We can solve the inflexibility of memory, and the inability to share memory if we use multiple base bound registers. However, this approach still have problems.



Problems:
    -Because segments are different sizes, we'll get external fragmentation.
    -Not easy to change the size of a single segment.


Page-Based System

A Page-Based system attempts to solve the problems found in the previous solution examples. We chop up the RAM into small fixed memory sizes call pages. We use a page table to store each piece of RAM as a page table entry. Each page table entry will consist of the page # the entry refers to, and an offset within the page.


Lets look at an x86 machine, and see how a page table works.

    Suppose we use 32 bit addresses. The first 20 bits of the address will contain the page number, and the bottom 12 bits will hold the offset. Given a page table entry, we can map it to its memory location.



    size_t pmap( void *a )    {
        size_t vpn  = ((intprt_t) *a) >> 12;
        return PAGE_TABLE[vpn];                    //The pointer to PAGE_TABLE is store in the %cr3 register
    }

Although a page based system solves the issue of external fragmentation, and memory sharing, it still has problems of its own. Suppose we are using a 4K page table. If each page table entry is 4 bytes large, the total size of the page table would be the size of entries multiplied by the total number of entries, which will be 2^20. Then the page table size will equal 4 * 2^20, or 4MiB per process! This will not scale well.  1000 processes would require 4GB of RAM.

2-Level Page Table




In order to address the scaling issues with the previous page table system example, we will now explore the concept of the 2-level page table system. Instead keeping a page table with entries for every memory location in RAM, we only need to keep entries that need to mapped. Instead of using the first 20 bits to keep the page number, the virtual address will now be split into three parts, which will consist of a HI, LO, and an OFFSET segments.
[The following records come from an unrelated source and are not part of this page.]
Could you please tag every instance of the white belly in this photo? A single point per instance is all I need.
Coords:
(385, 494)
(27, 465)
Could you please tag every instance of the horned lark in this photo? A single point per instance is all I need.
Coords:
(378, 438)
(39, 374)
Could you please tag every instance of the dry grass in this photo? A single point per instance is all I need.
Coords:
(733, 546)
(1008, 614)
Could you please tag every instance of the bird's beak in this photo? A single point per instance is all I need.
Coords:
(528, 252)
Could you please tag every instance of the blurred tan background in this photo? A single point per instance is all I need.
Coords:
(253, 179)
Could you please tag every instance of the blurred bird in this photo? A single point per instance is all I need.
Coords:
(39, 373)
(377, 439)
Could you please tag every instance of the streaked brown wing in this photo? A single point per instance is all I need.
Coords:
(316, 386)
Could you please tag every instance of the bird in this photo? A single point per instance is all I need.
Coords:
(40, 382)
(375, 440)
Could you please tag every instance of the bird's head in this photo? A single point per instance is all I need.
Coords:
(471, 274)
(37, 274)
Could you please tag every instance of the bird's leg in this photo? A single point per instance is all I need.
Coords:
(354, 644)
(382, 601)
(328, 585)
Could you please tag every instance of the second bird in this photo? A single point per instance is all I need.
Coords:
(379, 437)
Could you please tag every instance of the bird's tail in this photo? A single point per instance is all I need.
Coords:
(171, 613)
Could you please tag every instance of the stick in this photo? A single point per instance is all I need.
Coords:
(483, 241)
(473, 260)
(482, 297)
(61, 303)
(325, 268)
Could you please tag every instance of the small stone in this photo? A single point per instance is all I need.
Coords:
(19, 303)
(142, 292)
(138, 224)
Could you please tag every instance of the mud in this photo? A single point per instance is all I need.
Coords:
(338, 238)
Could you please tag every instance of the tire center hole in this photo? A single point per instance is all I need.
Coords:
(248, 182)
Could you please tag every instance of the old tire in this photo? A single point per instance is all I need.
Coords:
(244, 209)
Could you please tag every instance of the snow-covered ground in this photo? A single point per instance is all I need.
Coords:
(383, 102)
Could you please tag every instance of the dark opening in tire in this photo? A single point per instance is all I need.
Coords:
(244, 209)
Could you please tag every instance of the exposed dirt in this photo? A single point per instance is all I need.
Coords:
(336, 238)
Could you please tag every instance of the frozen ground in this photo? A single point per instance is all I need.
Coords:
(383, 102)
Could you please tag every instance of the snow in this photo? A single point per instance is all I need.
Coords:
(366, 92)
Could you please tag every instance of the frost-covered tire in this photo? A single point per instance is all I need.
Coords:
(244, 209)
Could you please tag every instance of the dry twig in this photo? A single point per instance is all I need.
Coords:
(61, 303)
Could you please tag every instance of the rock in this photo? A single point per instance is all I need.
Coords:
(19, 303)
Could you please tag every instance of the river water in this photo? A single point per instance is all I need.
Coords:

The HI and LO segments will utilize 10 bits each, and the offset will use the last 12 bits. Using the %cr3 register, we can access the Level 1 page table, called the page directory. Then we will access the HI segment of the virtual address and find the proper entry within page directory. This entry in the page directory will lead us into a second, level 2 page table. Using the LO segment of the virtual address, we can now access the correct entry within the in the level 2 page table, which will now direct us to the right memory page. The last 12 bit OFFSET will point us to the location within the memory page. The following function is an example of how this may work.

    size_t pmap( void *a )    {
        intptr_t A = (intptr_t)a;
        int hi = A >> 22;
        int lo = (A >> 12) & (( 1 << 10 ) - 1 );
        size_t *p = PAGE_TABLE[hi];
        if (!p)
            return FAULT;
        else
            return p[lo];
    }

Page Faulting

Page faulting is when the page table says 'no page there' or is not accessible for instruction.  If this happens we trap and enter the kernel (which is told the bad address and PC, etc..).  The Kernel can then decide to terminate the process if it's suspicious or send a SIGSEV signal (which the process needs to know how to handle, or it will die). 

Or the kernel can fix the page table entry to make it work and re-start the instruction.  The motivation for this is that a program that needs 4GB of RAM can now run on 1GB physical RAM.



Problems:
    -This is very slow since we're going to the disk to get data.
    -Page thrashing also kills this idea.

Can we cheat this approach? 

    -We can try write to the %cr3 register -- but kernel already makes this a privileged register. 
    -We can also try to write to the page table itself -- the kernel doesn't let the application see its own page table. 

So we can't cheat this approach so long as the kernel does its job.